Google Doesn’t Even Use Google Authenticator

Would you buy a Tesla if you saw Elon Musk driving around Los Angeles in a Lexus? Perhaps a Pepsi if Indra Nooyi was sipping on a Diet Coke in a Manhattan cafe? We didn’t think so.

According to Krebs on Security, a popular security blogger, Google isn’t using their Google Authenticator product:

Google has not had any of its 85,000+ employees successfully phished on their work-related accounts since early 2017, when it began requiring all employees to use physical Security Keys in place of one-time codes [from Google Authenticator].
The most common forms of 2FA require the user to supplement a password with a one-time code sent to their mobile device via text message or an app. Indeed, prior to 2017 Google employees also relied on one-time codes generated by a mobile app — Google Authenticator.
In general, using SMS and automated phone calls to receive a one-time token is less secure than relying on a software token app like Google Authenticator or Authy. That’s because thieves can intercept that one-time code by tricking your mobile provider into either swapping your mobile device’s SIM card or “porting” your mobile number to a different device.

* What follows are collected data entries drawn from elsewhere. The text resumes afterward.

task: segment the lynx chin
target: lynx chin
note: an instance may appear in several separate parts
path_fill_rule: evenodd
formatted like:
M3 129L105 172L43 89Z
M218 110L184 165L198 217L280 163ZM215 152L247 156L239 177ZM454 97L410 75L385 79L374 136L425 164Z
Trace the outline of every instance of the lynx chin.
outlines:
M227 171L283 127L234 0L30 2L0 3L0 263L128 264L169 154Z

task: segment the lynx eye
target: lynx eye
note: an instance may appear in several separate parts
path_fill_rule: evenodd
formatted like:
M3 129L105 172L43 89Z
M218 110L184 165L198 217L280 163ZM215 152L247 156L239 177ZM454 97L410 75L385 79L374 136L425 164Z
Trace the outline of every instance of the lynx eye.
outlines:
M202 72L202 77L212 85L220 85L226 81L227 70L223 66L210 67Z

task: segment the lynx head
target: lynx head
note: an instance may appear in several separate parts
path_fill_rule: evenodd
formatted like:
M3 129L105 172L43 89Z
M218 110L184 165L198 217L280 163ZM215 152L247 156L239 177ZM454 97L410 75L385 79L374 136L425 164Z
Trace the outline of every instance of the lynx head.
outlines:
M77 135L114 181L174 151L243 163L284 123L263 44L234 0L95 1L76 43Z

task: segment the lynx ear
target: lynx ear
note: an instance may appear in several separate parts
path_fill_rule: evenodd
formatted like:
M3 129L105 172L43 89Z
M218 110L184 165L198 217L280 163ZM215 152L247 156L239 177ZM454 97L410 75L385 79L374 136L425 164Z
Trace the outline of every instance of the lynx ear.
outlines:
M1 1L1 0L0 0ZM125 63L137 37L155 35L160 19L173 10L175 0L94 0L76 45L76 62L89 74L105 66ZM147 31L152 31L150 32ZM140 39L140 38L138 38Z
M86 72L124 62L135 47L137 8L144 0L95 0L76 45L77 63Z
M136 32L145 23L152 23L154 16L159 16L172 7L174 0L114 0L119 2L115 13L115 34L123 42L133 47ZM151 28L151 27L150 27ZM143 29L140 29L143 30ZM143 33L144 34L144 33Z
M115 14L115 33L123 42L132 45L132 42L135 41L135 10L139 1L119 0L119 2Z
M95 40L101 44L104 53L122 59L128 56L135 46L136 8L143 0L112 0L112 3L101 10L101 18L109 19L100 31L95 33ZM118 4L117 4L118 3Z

Physical security keys are similar to RSA hardware tokens, which have been used by banks for years. The problem? Anyone who physically gets the keys or tokens has the codes! With the Hydro app, a hacker not only needs to get the user’s phone, but they need to hack into it. Remember, the FBI needed months to hack into the San Bernardino terrorists’ phones.

To learn more about the ways blockchain and cryptography have improved 2FA with the integration of Hydro Raindrop into the Hydro App, we put together a quick video!

If a company won’t even stand behind the product they created why should you?